Il apparaît inéquitable de laisser à la charge du syndicat des copropriétaires, la totalité des frais exposés par lui et non compris dans les dépens, la présente procédure ayant été nécessaire pour permettre l’apurement de l’arriéré de charges de copropriété.
En conséquence, Madame [W] [I] sera condamnée au paiement de la somme de 600 euros sur le fondement de l’article 700 du Code de procédure civile.

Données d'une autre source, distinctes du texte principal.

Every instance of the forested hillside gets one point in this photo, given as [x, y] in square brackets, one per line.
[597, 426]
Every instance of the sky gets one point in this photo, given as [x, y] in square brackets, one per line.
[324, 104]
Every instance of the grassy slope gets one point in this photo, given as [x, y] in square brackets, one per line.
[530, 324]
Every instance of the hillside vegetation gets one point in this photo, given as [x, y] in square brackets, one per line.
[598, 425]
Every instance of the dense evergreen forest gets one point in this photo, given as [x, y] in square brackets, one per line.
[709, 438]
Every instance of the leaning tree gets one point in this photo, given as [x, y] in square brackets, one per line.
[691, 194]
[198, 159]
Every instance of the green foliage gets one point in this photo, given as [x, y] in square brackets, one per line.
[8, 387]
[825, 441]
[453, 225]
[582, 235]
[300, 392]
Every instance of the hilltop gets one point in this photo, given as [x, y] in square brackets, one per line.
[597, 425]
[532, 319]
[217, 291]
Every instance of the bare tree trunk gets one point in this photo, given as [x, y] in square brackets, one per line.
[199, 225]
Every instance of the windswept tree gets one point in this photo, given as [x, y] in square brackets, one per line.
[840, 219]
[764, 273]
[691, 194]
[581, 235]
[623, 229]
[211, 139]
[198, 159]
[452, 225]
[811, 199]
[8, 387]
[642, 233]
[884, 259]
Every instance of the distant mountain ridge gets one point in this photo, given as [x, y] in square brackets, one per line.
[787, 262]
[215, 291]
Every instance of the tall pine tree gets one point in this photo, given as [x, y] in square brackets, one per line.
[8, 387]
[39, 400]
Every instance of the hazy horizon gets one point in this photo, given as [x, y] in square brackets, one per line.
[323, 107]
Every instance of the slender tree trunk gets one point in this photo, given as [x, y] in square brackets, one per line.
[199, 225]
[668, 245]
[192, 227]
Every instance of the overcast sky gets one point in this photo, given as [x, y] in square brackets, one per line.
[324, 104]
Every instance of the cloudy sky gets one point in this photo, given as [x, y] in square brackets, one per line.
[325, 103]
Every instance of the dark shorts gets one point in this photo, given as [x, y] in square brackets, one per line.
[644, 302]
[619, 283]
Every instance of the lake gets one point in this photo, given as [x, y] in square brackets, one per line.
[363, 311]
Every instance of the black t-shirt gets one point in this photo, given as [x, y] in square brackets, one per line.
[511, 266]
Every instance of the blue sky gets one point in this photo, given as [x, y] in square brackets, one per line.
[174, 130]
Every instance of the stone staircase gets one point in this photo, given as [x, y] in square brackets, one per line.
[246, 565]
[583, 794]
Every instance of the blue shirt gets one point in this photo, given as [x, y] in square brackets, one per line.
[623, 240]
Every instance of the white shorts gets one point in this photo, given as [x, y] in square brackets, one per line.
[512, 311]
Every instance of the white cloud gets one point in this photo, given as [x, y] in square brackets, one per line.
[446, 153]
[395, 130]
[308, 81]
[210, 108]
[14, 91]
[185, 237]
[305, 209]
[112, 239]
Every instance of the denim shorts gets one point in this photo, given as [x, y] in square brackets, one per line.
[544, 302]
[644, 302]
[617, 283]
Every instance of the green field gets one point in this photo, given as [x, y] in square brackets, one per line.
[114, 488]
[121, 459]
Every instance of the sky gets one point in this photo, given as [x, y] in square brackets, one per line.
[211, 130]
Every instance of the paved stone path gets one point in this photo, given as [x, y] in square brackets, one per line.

Conformément à l’article 514 du Code de procédure civile, le présent jugement est assorti de l’exécution provisoire, de droit.
PAR CES MOTIFS :
Le tribunal, statuant après débats en audience publique, par jugement contradictoire en premier ressort, rendu par mise à disposition au greffe le jour de son délibéré ;
CONDAMNE Madame [W] [I] qui réside [Adresse 2] à [Localité 4], à payer au Syndicat des copropriétaires de la résidence « EMMANUEL » sis [Adresse 5] à [Localité 10], représenté par son syndic la société FONCIA CHADEFAUX LECOQ, SAS, dont le siège est sis [Adresse 3], la somme de 5 108,55 euros (cinq mille cent huit euros et cinquante-cinq centimes), au titre des charges impayées, 3 ème trimestre 2025 inclus ;
DIT que cette somme produira intérêts au taux légal sur la somme de 1 115,60 euros à compter de la mise en demeure du 23 novembre 2023 déduction à opérer des frais de recouvrement antérieurs à cette date, puis sur la somme de 1 115,64 euros à compter de la mise en demeure 9 août 2024 déduction à opérer des frais de recouvrement antérieurs à cette date, puis sur la somme de 2 031,53 euros à compter du 12 novembre 2024 déduction à opérer des frais de recouvrement antérieurs à cette date, puis sur la somme de 3 590,06 euros à compter de la sommation de payer du 20 janvier 2025 déduction à opérer des frais de recouvrement antérieurs à cette date, puis à compter de l’assignation du 3 mars 2025 pour le surplus, déduction à opérer de l’intégralité des frais de recouvrement antérieurs à cette date,
CONDAMNE Madame [W] [I], à payer au Syndicat des copropriétaires de la résidence « EMMANUEL » sis [Adresse 5] à [Localité 10], représenté par son syndic la société FONCIA CHADEFAUX LECOQ, SAS, la somme de 359,18 euros (trois cent cinquante-neuf euros et dix-huit centimes), au titre des frais prévus à l’article 10-1 de la loi du 10 juillet 1965 ;
DIT que cette somme produira intérêts au taux légal à compter du présent jugement ;
REJETTE la demande de délais de paiement ;
CONDAMNE Madame [W] [I], à payer au Syndicat des copropriétaires de la résidence « EMMANUEL » sis [Adresse 5] à [Localité 10], représenté par son syndic la société FONCIA CHADEFAUX LECOQ, SAS, la somme de 300 euros (trois cents euros), à titre de dommages et intérêts ;
CONDAMNE Madame [W] [I], à payer au Syndicat des copropriétaires de la résidence « EMMANUEL » sis [Adresse 5] à [Localité 10], représenté par son syndic la société FONCIA CHADEFAUX LECOQ, la somme de 600 euros (six cents euros), sur le fondement de l’article 700 du Code de procédure civile ;
CONDAMNE Madame [W] [I] aux entiers dépens de l’instance, dont sera exclu le coût de la sommation de payer du 20 janvier 2025, retenue au titre des frais de recouvrement ;
DEBOUTE Syndicat des copropriétaires de la résidence « EMMANUEL » sis [Adresse 5] à [Localité 10], de ses demandes plus amples ou contraires ;
RAPPELLE que le présent jugement est assorti de l’exécution provisoire de droit.